Cari colleghi de Linkiesta, con tutto il rispetto, non vi pare un po’ di esagerare? Le primarie di Genova hanno innescato un florilegio di interventi (tutti godibili) dove traspare, spesso con amara ironia, quella condizione perenne nell’area intellettuale di sinistra, ovvero il macerarsi intorno all’ombelico, senza uscire con lo sguardo dal proprio recinto di appartenenza.
Se permettete, quello che è davvero più sorprendente è proprio la sorpresa. Come se non fosse già scritto che sotto la Lanterna si passasse all’ultima (per ora)stazione della Via Crucis delle primarie. Se si intraprende, con qualche tormento e con molto onore, il rito democratico per la scelta dei candidati, poi si dovrebbe mettere nel conto il rischio benedetto che anche la propria gente si riveli, con la scheda in mano, più libera e meno “guidata”, più autonoma e meno scema, o almeno meno prona ai diktat dell’apparato.
Anche perchè spaventa la “coazione a ripetere”. E’ dalle primarie di Firenze, dove Matteo Renzi ha vinto contro la nomenklatura di partito; che il copione si ripete.

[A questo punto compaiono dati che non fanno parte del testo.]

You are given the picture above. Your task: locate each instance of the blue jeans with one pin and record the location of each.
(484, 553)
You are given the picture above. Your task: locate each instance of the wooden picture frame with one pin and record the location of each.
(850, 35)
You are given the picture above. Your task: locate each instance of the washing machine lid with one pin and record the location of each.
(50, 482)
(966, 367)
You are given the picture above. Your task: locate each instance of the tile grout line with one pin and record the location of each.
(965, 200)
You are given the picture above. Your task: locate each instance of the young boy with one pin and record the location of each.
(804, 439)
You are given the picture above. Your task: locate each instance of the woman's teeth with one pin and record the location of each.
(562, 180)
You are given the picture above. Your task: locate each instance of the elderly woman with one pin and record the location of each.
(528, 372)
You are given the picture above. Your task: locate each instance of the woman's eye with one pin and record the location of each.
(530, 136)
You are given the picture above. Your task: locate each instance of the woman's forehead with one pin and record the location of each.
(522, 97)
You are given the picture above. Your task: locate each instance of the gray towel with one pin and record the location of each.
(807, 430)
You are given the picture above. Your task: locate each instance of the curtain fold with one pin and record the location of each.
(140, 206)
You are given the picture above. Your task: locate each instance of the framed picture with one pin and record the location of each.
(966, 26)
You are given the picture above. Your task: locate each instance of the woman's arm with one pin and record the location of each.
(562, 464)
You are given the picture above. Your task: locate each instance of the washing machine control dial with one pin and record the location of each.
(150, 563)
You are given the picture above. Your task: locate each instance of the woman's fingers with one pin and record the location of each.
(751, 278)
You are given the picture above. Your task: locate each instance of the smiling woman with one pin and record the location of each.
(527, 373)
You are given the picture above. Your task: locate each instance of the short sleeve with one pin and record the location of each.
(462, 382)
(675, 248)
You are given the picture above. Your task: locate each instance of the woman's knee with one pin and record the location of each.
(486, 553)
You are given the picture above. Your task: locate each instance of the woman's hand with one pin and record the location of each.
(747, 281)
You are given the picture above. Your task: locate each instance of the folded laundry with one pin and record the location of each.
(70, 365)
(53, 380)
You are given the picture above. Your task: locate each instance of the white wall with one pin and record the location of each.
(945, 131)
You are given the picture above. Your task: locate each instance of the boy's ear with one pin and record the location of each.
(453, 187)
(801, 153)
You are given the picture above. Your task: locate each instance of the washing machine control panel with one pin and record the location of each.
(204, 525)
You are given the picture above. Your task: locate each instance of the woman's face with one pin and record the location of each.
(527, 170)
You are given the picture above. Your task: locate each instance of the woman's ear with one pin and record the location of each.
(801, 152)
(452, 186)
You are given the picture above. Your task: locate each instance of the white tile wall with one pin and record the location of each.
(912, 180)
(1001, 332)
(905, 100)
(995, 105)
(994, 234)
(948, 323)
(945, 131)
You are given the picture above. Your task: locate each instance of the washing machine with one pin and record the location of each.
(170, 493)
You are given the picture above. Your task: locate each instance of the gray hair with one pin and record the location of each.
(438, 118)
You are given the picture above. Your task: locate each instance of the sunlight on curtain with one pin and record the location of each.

E’ passato del tempo, ma il medesimo esito si è avuto dappertutto (tranne che in una città compassata come Torino, che ha preferito “l’usato sicuro” di Piero Fassino). Eppure, dopo Firenze, la vicenda si è ripetuta a Cagliari, Napoli e soprattutto Milano, dove le sofferte dimissioni dei dirigenti del PD si sono disperse nel clima festoso del successo di Pisapia.
Non è allora il caso di chiedersi se per caso la natura profonda del PD.non sia ormai quella di una “vocazione ancillare” ? E cioè di diventare regolarmente la fanteria di massa di altre leadership, magari di poteri economico-mediatici o di “cento fiori” delle città emersi per gemmazione spontanea. E come mai i dirigenti locali del partito appaiono addirittura e regolarmente “ignoranti” delle inclinazioni e delle attese, degli umori e dei sudori del popolo di riferimento ?
Il paradosso è che il PD viene dato nei sondaggi come il più grande partito italiano e sembra ritrarsi terrorizzato di fronte alle responsabilità e alla sfida che questi numeri comportano. In realtà tutti i partiti sono dubbiosi e incerti, perchè li accomuna la consapevolezza che, dopo Monti (e in questo il governo ha già “vinto”) nulla in politica sarà come prima. Ma per il più grande il dramma del futuro è più enigmatico e inquieto, come se non riuscisse ad esprimere un’idea-forza, una volta uscito dalla calda e rassicurante nicchia dell’antiberlusconismo a prescindere.
Costa non poco ad un interista di vecchia data (e pure stimato biografo dell’avvocato Peppino Prisco), ma questo PD assomiglia davvero all’Inter di adesso. Dove si è perduto lo spirito di squadra, dove ci si affida alle giocate individuali e al peso dei clan, dove i nuovi non sopperiscono al logorìo dei campioni, spremuti da stagioni migliori.
Forse per il PD è il momento di ammettere che l’amalgama di culture diverse (caso Lusi docet) e il conseguente ricambio non è proprio riuscito. E qualcuno ricorderà il vaticinio con il quale il saggio Martinazzoli rifiutò di entrare nel neonato partito. Allora commentò così: “Hanno buttato via il bambino per tenersi l’acqua sporca…”.